In a statement yesterday, the organisation explained why it took the decision.
It said: “We are again compelled to comment on the N9 million received by Vintage Press Limited as compensation from the government of ex- President Goodluck Jonathan through the Newspapers Proprietors Association of Nigeria (NPAN) for the seizure of our publications, The Nation and SportingLife in June, 2014
“We do this for two reasons. First, to restate the sequence of events that culminated in the payment, thereby debunking insinuations about the motive for the compensation.
Second, to inform the public that the N9 million collected from NPAN on behalf of the Jonathan government has been returned to the association .
“This decision was arrived at on Wednesday by the Board and Management of Vintage Press Limited after a painstaking examination of the legal and moral issues arising from the compensation.
“In our first comment published in the Saturday, December 12 edition of The Nation, we provided the background to the compensation. We recalled the mindless, illegal and unjustified seizure of thousands of copies of both titles by soldiers in major cities and towns across the country.
“Not only were copies of both papers impounded, our vehicles and drivers were arrested and detained in military barracks. They were released very late, in some instances at 7pm, when it was practically impossible to put the consignments in the market. “We know of no other newspaper that was so harassed and maltreated by soldiers who claimed that they had intelligence reports that newspapers vehicles were to be used by insurgents to ferry arms.
“Our response to this unjustifiable infringement of our rights was go to court to get justice and ask for Compensation. We briefed the legal firm of Femi Falana (SAN) to institute an action against the government and the military authorities and demand N300 million compensation.
“Soon after the clampdown, Jonathan hosted the NPAN in Lagos and the issue of compensation was raised with him. He promised to get back to the association through its president, Nduka Obaigbena, the publisher of Thisday. Obaigbena later briefed members that the government had agreed to pay N10 million to each newspaper. A mail followed from the association asking newspapers to submit their statements of claims for compensation.
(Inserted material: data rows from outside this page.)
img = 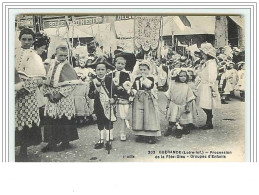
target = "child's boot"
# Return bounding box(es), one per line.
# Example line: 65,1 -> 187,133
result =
94,130 -> 104,149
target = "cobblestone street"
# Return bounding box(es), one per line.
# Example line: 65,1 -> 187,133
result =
16,92 -> 245,162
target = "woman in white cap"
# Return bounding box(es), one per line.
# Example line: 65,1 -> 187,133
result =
15,28 -> 46,160
132,60 -> 161,144
197,43 -> 221,129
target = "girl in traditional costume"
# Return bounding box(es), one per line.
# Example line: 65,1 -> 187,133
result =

“This development was discussed with our lawyer who advised that the N10 million compensation was reasonable, following which we resolved to stay action on the suit .
“At subsequent meetings in Lagos and Abuja , NPAN assured members that the government had not changed its mind . At the Abuja meeting in March but year, the association resolved that N1million be paid by each newspaper on receipt of the N10 million towards the acquisition of a befitting corporate office for it.
“In May, the secretary of NPAN, Mr. Feyi Smith, brought a draft for N9 million to Vintage Press Limited. The draft was accepted in good faith, believing it was from the account of the association and also from the appropriate department of government.
“Who was in a better position to deliver a draft from NPAN to Vintage Press than the NPAN secretary? Vintage Press, like other newspapers that received drafts/cheques from the NPAN, did not know that the money was paid to a private company by the Office of the National Security Adviser (ONSA) and from funds collected by that office specifically for the procurement of arms? This was until The Nation, in its edition of Friday, December 4, published details of the stupendous sums of money collected by individuals and organisations from the ONSA.
“Now, the source of the payment to us is beyond contention. We now know it came from the ONSA and routed through a private company, General Hydrocarbon Limited. This company is unknown to NPAN. Facts in the public domain show clearly that the money the company collected was for ‘energy consultancy.’
“That this company would collect the compensation on NPAN’s behalf was never disclosed to the association in line with corporate best practice. As a business that subscribes fully to the tenets of sound governance, we are not at ease with this revelation.
“We are also uncomfortable with the revelation that the compensation was from the money earmarked for the purchase of arms for troops fighting insurgency.
“This point was stated clearly in our editorial of Wednesday, December 23 in which we said: ‘it is unclear to what extent the extension of the anti- terror war was due to fraud – related factors. But it is clear enough that the war effort was deliberately hampered by fraudulent activities.”
“It is a shame,” we said further, “that there is even a possibility, however slim, that media players helped to create an enabling environment for terrorists, wittingly or unwittingly, by linkage with Dasuki.
“In the light of the foregoing, Vintage Press Limited, publishers of The Nation and Sportinglife, on Wednesday resolved that the N9 million compensation be returned to the NPAN for onward delivery to the source of the money. A draft for N9million was handed over to Mr Smith today in Lagos.
“The Board and Management of Vintage Press have also resolved not to resume the legal action it asked the firm of Femi Falana (SAN) to initiate against the government and the military authorities but to regard the losses incurred during the period as part of the sacrifice The Nation has made to the enthronement of a new order in our country.
“It was noted with satisfaction that no law of the land was breached in asking for compensation and receiving same from the government but that with the sordid disclosures about the ONSA, Vintage Press cannot in good conscience regard the compensation as a closed case on which nothing can be done.
“However, we find most uncharitable the infantile claim that the compensation was meant to compromise us. We were highly critical of the Jonathan government for its incompetence as we would of any government that we judge to be incompetent. We remain committed to our mission as a newspaper and declare that no individual or body can dissuade us from this noble cause.”